Definition of World Citizenship
Miscellanea / / July 04, 2021
By Cecilia Bembibre, in Mar. 2012
The concept of citizenship world or citizen of the world is a very complex and at the same time very interesting concept that has to do with the idea that a person is not defined in a excluding by the place or territory in which it is born but is part of a whole, of the entire planet and that as such, its identity it cannot be delimited by geographical or physical limits imposed by man. This idea is clearly opposed to nationalism, an ideological current that defends the concept of nation and consequently that of belonging to a territory inhabited by a particular community.
We can say that the idea of world citizenship is a fairly current idea that is based on phenomena such as the globalization. Through it, the idea of world citizenship implies that a person is capable of feeling part of the entire Globe understood as the home of all population instead of limiting their identity or their feeling of belonging to a specific and particular territory.
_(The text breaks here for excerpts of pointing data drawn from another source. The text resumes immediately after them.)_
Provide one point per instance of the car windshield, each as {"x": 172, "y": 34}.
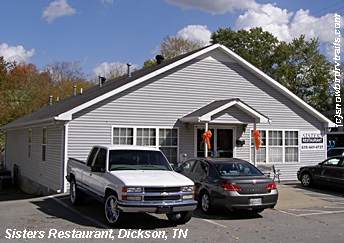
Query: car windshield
{"x": 137, "y": 160}
{"x": 237, "y": 169}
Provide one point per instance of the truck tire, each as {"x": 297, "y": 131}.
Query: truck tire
{"x": 113, "y": 215}
{"x": 77, "y": 197}
{"x": 180, "y": 217}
Thus, this idea collides with that of nationalism, one of the most important political and social currents of the 19th century in which many countries fought hard to establish the cultural, political, social and geographical limits of that community that they would later call nation.
For the world citizen there are no geographical or cultural limits, which is why those who defend this position protest in against the use or need to have documents such as passports or visas that prevent free movement through the different territories. In practice, this is very complicated since the entire planet is managed through these types of elements to move from one place to another. Many others defend the idea of being able to consciously and voluntarily choose the nation to which one wants to belong, thus leaving aside the The idea that one is born in one place and is obliged to carry that nationality forever, even though one may have several citizenships at the same weather. The citizens of the world do not accept, finally, the idea that nationality is something determined by a State and not by the individual himself.